Bloomberg: Buying and Holding Chinese Stocks Is a Losing Business

Since the CCP virus Epidemic, the benchmark CSI 300 index has only recorded a modest 65% gain from bottom to peak, which is really tame compared to the bull markets of 2007, 2009 and 2015. The bull market in China is becoming shorter and shorter, and investing in Chinese stocks is frustrating, making buying and holding Chinese stocks a losing business at this point.

Bloomberg reported on March 18 that China’s stock market never seems to mature, as the market is still driven by liquidity and follows in the footsteps of the government’s “credit rush.

In the eyes of stock market investors, the Chinese Communist government is becoming more and more capricious. According to Bloomberg Economic Research estimates, China’s credit ramp-up began to subside as early as November 2020 and only began to accelerate in March of this year.

Beijing launched an extraordinary stimulus program in 2009 after the Lehman Brothers bankruptcy in 2008, and the 2015 stimulus, though smaller and focused on shantytown renovation, lasted for two years. This Time, however, the tidal wave of low-cost money has lasted less than a year.

Like many other aspects of the Chinese economy, Communist Party officials have a strong influence on the stock market. However, official influence over the stock market has brought two bubbles to China’s stock market this century: the 2007 and 2015 crashes, both of which burst.

Bloomberg reports that Chinese Communist Party officials released a slew of economic data this week that looks impressive at first glance, with its export growth figures particularly notable, but that’s where the market needs to be careful. There is always a lot of noise in Chinese economic data at this stage of the Yellow New Year holiday; combined with the impact of China’s shutdown of economic activity early last year due to the Communist Party’s virus outbreak, which had a negative impact on export trade, it is not surprising that there was a significant year-over-year improvement.

Data from Societe Generale SA’s cross-asset research team further suggests that China’s recovery in retail sales has not returned it to its pre-Communist virus trend, while fixed-asset investment, long seen as a driver of the economy, is also below trend.

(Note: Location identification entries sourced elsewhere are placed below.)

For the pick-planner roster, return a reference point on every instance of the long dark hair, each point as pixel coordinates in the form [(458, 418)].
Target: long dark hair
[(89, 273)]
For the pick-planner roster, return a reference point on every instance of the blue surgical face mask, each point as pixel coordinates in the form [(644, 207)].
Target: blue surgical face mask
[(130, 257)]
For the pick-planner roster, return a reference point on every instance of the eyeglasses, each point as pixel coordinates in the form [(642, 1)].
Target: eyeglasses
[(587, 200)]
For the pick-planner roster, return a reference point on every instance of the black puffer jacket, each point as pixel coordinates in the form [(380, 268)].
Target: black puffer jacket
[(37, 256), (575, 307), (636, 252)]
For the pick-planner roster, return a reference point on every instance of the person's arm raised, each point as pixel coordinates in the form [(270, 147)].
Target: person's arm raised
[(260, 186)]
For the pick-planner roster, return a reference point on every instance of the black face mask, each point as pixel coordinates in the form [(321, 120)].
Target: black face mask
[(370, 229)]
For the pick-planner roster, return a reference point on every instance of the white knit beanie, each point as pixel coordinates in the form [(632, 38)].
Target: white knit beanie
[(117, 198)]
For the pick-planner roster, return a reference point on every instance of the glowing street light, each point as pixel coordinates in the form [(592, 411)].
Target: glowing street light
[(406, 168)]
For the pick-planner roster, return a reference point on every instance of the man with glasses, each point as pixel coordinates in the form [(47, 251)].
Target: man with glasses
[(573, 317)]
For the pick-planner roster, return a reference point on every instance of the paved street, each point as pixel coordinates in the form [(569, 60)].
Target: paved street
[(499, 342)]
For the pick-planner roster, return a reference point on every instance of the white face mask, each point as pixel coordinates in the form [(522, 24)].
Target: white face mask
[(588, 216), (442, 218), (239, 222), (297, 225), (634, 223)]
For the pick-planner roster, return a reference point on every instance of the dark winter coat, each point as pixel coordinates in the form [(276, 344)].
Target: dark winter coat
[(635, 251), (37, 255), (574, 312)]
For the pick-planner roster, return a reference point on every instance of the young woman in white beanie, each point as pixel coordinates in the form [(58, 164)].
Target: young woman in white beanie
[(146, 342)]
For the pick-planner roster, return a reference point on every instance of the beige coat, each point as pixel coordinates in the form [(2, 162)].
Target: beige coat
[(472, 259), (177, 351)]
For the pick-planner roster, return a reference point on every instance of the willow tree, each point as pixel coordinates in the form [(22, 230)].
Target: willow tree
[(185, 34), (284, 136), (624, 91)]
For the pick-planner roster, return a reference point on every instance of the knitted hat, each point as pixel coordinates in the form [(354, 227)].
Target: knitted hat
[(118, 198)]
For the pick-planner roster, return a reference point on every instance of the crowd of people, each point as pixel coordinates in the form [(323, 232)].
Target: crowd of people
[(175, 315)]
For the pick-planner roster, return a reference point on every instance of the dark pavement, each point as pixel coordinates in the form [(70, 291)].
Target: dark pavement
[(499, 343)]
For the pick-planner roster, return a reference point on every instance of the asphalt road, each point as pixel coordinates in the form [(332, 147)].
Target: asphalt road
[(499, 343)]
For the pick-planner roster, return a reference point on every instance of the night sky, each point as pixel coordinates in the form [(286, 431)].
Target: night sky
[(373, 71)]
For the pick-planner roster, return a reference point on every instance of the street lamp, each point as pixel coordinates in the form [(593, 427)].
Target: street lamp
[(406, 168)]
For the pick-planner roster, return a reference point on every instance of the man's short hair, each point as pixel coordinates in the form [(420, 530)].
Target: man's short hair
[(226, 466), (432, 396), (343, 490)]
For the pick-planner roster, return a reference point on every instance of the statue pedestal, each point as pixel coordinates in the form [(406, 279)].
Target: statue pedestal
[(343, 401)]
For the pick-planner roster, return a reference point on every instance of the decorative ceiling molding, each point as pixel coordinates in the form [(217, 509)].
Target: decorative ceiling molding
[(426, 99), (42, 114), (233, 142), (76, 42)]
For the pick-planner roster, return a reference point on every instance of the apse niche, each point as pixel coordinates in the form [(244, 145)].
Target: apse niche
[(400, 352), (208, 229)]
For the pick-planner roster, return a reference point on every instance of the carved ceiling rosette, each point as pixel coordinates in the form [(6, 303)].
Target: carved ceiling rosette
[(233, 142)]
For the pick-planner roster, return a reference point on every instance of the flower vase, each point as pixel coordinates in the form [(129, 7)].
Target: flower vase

As always, the actions of the CCP government may be even more important to the economy. In a sign that Beijing is squeezing some of the most prominent companies in the private sector, Tencent Holdings Ltd. has seen its market value evaporate by $62 billion in just a few days. Tencent is also one of the biggest Chinese companies to be hit by the new anti-monopoly marketing practices.

The good news for those who think it’s acceptable to invest in China is that Beijing wants to avoid a full-blown stock market crash, but the bad news is that its current priorities may mean that the Chinese stock market won’t do much exciting for some time.

Bloomberg reports that China has been trying to nurture a “slow bull” in the stock market for years to avoid a repeat of the 2015 boom-and-bust. But if the Chinese government’s macro policies were consistent and stable, investors might not be watching every top-level meeting with eyes wide open, but would be paying more attention to the fundamentals of those listed. But today, with macro policies so volatile, stock-level research is simply out of the question.

China naturally has good reason to tighten its liquidity valve, as it is already among the world’s largest debtors. As of last November, China’s non-financial debt-to-GDP ratio had soared to a level close to 280%, up from 254% a year ago.